Qui signe un décret ?

Trois types d'auteurs : le Président de la République (décrets signés en conseil des ministres et certains autres expressément prévus), le Premier ministre (décrets « réglementaires » classiques), et plus rarement, conjointement. Un décret est toujours contresigné par les ministres responsables de son exécution.

Qui signe un arrêté ?

Un arrêté peut être pris par : un ministre (arrêté ministériel), plusieurs ministres conjointement (arrêté interministériel), un préfet (arrêté préfectoral), un maire (arrêté municipal), une autorité administrative indépendante (AMF, ARCEP, etc.). Le signataire dépend de la matière et du périmètre territorial.

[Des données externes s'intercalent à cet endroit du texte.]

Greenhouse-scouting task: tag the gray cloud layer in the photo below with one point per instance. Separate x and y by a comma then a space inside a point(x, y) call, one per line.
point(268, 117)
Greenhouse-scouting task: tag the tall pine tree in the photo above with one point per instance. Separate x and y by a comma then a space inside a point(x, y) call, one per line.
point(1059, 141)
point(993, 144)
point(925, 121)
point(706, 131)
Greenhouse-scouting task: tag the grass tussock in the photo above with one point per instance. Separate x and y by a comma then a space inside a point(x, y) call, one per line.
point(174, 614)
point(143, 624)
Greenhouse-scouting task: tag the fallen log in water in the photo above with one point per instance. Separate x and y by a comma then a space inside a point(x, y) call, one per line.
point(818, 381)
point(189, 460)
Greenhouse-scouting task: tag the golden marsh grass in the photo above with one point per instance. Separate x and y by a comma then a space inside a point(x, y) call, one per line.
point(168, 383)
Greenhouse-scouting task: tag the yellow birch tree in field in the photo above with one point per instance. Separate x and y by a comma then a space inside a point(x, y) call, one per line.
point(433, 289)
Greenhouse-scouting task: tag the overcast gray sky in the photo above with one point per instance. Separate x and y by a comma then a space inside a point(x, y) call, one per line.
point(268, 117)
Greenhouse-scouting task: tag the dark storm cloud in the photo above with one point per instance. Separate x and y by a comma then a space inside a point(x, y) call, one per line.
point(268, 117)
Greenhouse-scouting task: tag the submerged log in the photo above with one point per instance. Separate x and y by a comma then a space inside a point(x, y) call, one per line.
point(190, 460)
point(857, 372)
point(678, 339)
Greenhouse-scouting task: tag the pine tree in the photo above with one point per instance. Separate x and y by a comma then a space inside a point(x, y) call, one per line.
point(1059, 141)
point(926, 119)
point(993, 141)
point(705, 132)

Un décret peut-il modifier une loi ?

Non. Un décret est inférieur à la loi dans la hiérarchie des normes. Il peut préciser les modalités d'application d'une loi (décret d'application) mais pas modifier le contenu de la loi elle-même. Une loi nouvelle est nécessaire pour cela.

Quelle différence entre décret en Conseil d'État et décret simple ?

Le décret en Conseil d'État est obligatoire lorsque la loi le prévoit expressément (« décret en Conseil d'État »). Il fait l'objet d'une consultation préalable du Conseil d'État pour avis. Le décret simple ne requiert pas cette consultation. La différence est procédurale et hiérarchique : un décret simple ne peut pas modifier un décret en Conseil d'État.

Comment savoir si un décret est en Conseil d'État ou simple ?

Sur Légifrance, le titre du décret le précise : « Décret n° YYYY-NNNN du JJ mois AAAA » suivi de la mention « en Conseil d'État » (ou non). Dans le visa, la formule « Le Conseil d'État entendu » indique un décret en Conseil d'État.

À quelle date un décret entre-t-il en vigueur ?

Un décret entre en vigueur le lendemain de sa publication au Journal officiel, sauf disposition contraire prévue par le décret lui-même (entrée en vigueur différée). C'est le principe général posé par l'article 1 du Code civil.

Un arrêté préfectoral peut-il être contesté ?

Oui, par recours pour excès de pouvoir devant le tribunal administratif territorialement compétent, dans un délai de 2 mois à compter de la publication ou de la notification individuelle. Les requérants doivent justifier d'un intérêt à agir.